Mercedes-Benz Workers Face Two-Year Wait for Bonus as Carmaker Slashes Costs
29.06.2026 - 08:13:01 | boerse-global.de
Germany’s luxury carmaker is pushing a scheduled bonus for roughly 90,000 domestic employees out to 2027, as plunging profits and a bruising downturn in China force the company to tighten its belt. The decision has ignited a clash between management and labour representatives.
The so-called Transformationsbaustein — a transformational bonus worth 18.4 percent of one month’s pay — had been set for July 2026. Mercedes-Benz now says it will not flow until 2027. The board cited mounting constraints on free trade and a steady erosion of Germany’s competitiveness as the reasons.
Behind the delay lies a brutal financial slide. Group net profit halved from €10.4 billion in 2024 to €5.3 billion in 2025 — a drop of nearly 50 percent. Operating profit tumbled 57 percent to €5.82 billion, and the automotive division’s return on sales limped in at just 5 percent. The first quarter of 2026 brought no relief: net profit slipped another 17.2 percent. Sales in China, the company’s most important single market, collapsed by 27 percent.
Mercedes-Benz chief executive Ola Källenius and personnel board member Renata Seeger argue the company must accelerate internal processes to remain viable.
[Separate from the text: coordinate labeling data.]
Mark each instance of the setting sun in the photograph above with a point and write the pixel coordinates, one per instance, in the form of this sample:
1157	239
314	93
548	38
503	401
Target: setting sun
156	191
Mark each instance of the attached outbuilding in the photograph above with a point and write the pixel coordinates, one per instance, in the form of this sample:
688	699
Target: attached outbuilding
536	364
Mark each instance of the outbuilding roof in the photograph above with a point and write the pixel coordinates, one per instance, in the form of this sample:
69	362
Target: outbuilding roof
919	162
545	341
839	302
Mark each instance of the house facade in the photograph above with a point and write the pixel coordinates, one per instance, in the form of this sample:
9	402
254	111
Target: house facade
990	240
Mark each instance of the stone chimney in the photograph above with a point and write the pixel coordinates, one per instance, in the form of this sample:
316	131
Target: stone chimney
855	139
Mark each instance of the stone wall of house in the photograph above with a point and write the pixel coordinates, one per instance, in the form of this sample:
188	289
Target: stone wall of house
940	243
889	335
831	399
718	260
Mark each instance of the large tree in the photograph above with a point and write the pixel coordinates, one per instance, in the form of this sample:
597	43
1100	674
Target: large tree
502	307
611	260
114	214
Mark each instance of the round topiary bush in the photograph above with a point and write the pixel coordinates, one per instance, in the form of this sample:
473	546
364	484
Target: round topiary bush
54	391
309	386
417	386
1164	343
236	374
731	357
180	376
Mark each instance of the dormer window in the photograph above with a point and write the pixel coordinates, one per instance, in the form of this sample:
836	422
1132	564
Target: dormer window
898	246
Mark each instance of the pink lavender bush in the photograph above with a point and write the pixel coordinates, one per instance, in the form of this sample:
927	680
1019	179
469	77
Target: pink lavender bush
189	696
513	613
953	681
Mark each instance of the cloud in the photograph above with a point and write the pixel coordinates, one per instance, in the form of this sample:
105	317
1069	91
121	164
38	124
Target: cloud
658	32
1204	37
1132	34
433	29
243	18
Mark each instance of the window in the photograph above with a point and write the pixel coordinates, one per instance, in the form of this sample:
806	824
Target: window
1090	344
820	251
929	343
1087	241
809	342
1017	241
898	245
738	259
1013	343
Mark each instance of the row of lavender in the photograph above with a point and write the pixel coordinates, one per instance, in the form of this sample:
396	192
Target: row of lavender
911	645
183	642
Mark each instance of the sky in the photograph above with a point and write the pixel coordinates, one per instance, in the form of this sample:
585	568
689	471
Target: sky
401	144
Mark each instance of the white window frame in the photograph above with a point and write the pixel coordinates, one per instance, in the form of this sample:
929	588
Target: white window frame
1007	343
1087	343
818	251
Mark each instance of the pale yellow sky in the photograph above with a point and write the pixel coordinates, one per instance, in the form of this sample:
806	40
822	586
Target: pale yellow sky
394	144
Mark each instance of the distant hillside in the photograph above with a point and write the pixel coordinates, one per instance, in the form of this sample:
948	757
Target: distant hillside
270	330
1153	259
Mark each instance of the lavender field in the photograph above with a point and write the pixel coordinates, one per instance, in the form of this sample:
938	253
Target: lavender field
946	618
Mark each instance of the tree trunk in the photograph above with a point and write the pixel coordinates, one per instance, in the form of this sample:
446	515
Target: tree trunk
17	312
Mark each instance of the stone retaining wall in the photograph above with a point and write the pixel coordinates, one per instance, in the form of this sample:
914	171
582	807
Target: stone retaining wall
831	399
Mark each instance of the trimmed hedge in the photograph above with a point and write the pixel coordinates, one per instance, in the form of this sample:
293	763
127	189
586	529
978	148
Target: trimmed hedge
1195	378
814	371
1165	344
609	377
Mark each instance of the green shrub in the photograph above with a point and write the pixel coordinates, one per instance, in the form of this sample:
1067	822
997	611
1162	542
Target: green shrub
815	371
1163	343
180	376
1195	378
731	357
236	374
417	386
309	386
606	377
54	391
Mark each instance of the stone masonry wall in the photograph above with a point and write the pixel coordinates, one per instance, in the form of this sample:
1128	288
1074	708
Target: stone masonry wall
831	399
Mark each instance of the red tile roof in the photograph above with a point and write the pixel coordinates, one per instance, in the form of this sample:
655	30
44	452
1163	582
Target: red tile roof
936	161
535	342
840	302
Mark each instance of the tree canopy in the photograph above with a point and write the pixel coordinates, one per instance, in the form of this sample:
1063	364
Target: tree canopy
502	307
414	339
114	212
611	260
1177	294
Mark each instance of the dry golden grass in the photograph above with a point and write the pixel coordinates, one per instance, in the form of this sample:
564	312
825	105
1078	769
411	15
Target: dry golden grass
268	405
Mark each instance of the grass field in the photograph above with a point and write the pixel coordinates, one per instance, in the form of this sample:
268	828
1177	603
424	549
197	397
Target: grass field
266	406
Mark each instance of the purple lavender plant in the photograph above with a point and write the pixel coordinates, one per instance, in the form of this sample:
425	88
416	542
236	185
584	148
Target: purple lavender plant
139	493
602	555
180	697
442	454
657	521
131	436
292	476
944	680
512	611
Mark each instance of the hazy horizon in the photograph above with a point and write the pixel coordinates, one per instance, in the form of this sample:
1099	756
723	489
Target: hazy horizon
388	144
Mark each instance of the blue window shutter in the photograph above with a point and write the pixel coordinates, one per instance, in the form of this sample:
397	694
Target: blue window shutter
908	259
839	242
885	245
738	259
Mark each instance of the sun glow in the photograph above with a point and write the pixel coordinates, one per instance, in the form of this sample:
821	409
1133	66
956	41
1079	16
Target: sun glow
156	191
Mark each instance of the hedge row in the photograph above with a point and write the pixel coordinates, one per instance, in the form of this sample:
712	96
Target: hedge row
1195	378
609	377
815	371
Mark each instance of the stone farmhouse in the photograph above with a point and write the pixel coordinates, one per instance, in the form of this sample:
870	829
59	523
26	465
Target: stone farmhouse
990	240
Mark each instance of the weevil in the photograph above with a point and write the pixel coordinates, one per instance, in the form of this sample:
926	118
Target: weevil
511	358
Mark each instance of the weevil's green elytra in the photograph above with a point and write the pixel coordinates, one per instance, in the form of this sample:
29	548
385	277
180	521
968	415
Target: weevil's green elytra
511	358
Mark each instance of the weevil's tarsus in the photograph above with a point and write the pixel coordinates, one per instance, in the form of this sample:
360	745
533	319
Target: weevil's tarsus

A cost-cutting programme called Next Level Performance aims to shave several billion euros from annual outlays by 2027. The possibility of shifting administrative and production capacity abroad is also under review.
Internally, the debate has turned to working hours. Martin Brudermüller, chairman of the supervisory board, is pushing for a 40-hour week without any compensatory pay rise. Works council leader Ergun Lümali denounced the bonus postponement as a unilateral decision by management that ignores the workforce’s interests.
The move comes as the entire German auto industry reels. Volkswagen is reportedly planning to cut up to 100,000 jobs worldwide and may close four plants. BMW has slashed its margin forecast to between 1 and 3 percent. Porsche is moving Cayenne production to Leipzig, but only after securing wage concessions from employees there.
Analysts note that even a luxury brand like Mercedes-Benz cannot escape the cost pressures of a volume manufacturer. The strategy correction, they say, was long overdue.